Parents in California must concern themselves with many aspects of their children's lives. They need to ensure that their medical needs are met, ensure they are receiving an education, schedule activities that their children enjoy and many other aspects of their lives. They also must provide for them financially. At a basic level this includes providing food, clothing and shelter, but there are many other costs that parents must pay for their children. This responsibility is true for all parents as well.

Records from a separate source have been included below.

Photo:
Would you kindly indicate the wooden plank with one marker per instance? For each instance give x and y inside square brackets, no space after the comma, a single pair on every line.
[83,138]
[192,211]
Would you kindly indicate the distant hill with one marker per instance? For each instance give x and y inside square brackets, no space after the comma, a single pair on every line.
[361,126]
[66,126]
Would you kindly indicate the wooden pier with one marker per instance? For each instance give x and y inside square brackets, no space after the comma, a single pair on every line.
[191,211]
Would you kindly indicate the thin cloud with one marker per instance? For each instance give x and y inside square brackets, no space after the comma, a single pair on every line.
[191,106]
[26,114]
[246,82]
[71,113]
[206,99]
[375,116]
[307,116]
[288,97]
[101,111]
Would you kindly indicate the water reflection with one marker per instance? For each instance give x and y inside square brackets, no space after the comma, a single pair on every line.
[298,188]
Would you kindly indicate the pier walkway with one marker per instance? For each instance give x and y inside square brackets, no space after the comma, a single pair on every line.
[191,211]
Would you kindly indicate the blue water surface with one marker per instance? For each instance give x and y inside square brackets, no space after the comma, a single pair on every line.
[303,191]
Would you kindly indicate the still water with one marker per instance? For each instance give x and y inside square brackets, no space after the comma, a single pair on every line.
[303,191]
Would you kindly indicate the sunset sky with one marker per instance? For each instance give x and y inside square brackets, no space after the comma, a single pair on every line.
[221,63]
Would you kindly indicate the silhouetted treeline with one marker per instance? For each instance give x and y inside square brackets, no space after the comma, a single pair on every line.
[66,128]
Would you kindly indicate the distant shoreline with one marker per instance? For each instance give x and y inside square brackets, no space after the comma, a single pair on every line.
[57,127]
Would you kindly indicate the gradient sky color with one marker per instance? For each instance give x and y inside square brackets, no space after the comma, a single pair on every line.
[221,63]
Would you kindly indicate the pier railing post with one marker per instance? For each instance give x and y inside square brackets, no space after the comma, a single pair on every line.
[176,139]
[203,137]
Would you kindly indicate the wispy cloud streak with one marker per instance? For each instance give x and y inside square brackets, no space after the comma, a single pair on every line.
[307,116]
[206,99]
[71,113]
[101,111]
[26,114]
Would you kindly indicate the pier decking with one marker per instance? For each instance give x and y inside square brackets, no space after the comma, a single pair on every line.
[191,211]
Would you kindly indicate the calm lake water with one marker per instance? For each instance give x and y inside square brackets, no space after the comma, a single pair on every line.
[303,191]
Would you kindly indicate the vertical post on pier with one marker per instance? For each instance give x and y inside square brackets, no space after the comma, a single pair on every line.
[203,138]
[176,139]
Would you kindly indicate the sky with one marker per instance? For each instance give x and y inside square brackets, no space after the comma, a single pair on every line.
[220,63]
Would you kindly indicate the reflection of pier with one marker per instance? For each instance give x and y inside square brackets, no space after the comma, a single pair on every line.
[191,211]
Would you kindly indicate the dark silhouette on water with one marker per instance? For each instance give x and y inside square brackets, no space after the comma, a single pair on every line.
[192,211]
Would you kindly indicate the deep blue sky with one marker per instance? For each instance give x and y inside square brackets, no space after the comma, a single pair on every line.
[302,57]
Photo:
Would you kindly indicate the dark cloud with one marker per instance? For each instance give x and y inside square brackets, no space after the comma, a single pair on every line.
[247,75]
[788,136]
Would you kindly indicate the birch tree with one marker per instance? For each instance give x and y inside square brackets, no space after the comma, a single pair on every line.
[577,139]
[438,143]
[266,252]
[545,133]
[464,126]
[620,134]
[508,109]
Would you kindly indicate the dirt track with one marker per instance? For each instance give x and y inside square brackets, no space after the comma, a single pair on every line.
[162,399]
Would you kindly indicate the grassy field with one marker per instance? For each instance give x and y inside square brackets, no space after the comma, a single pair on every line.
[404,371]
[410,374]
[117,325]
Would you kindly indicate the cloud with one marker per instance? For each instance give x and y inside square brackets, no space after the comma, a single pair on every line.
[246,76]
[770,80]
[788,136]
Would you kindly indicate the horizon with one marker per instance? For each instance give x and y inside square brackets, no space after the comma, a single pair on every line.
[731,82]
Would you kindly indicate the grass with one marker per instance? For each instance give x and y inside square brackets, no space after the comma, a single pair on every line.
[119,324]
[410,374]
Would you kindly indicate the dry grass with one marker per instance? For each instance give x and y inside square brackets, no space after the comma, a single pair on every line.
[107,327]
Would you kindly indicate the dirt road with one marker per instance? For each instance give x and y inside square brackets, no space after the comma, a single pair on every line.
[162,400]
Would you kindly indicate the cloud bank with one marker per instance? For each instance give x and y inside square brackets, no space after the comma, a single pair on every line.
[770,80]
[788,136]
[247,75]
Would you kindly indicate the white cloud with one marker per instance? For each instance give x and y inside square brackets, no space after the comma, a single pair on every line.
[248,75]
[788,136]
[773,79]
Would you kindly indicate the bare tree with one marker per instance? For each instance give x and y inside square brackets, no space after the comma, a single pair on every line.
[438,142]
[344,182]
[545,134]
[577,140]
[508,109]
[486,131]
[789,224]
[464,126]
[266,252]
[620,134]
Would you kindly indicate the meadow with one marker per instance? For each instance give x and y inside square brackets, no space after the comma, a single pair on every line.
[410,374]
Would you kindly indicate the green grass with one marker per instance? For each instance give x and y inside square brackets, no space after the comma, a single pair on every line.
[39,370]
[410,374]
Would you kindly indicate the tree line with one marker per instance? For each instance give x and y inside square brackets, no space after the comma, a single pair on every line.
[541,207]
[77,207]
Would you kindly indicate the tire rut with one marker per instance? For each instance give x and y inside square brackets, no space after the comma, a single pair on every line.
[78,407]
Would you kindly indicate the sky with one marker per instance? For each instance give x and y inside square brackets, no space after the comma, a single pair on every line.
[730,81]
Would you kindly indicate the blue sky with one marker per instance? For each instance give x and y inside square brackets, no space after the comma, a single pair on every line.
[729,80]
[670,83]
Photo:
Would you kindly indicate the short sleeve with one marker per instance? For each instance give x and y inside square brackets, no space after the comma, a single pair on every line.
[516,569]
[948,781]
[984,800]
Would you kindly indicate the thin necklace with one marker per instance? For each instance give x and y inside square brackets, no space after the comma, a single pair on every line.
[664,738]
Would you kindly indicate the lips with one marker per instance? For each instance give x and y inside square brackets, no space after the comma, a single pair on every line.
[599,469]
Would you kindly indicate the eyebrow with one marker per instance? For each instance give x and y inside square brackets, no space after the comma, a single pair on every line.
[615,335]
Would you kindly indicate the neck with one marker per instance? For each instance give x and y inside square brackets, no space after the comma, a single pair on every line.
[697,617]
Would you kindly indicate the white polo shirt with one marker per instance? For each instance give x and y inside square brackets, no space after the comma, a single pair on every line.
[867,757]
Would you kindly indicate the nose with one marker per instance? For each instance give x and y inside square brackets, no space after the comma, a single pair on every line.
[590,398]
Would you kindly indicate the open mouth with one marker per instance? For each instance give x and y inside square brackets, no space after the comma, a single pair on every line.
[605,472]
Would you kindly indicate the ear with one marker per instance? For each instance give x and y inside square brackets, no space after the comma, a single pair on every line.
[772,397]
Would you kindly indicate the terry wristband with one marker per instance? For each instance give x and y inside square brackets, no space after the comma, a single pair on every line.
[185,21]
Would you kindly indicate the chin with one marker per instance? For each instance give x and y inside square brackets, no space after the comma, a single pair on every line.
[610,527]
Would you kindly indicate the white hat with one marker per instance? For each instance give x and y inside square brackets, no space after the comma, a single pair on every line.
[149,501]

So, even if the parents are divorced or never married in the first place, both parents are still required to provide financially. In those situations, to ensure both parents are contributing there is often times a child support order in place ordering one parent to pay child support to the other. The amount that a parent is paid is determined by the child support guidelines. These guidelines start by determining the parents' net income.
Net income for child support purposes starts by determining gross income, which includes many forms of income, whether the income is considered income for tax purposes or not. This income includes, but is not limited to, wages, tips, commissions, bonuses, self-employment income, unemployment benefits, disability benefits, social security, pension income, lottery winnings and other forms of income.
Once gross income is determined, the following amounts are deducted to determine net income: taxes, union dues, retirement contributions, health insurance premiums, spousal support being paid and financial support paid for a non-joint trial.
There are many parents in California who are no longer in a relationship with the other parent. This does not make either parent less of a parent though and each parent is still responsible for the child's needs financially. This is usually accomplished through child support. Determining the amount a parent may pay may be determined by guidelines, but determining the amounts that should be used to determine child support can be disputed. Experienced attorneys understand how to determine child support and may be a useful resource.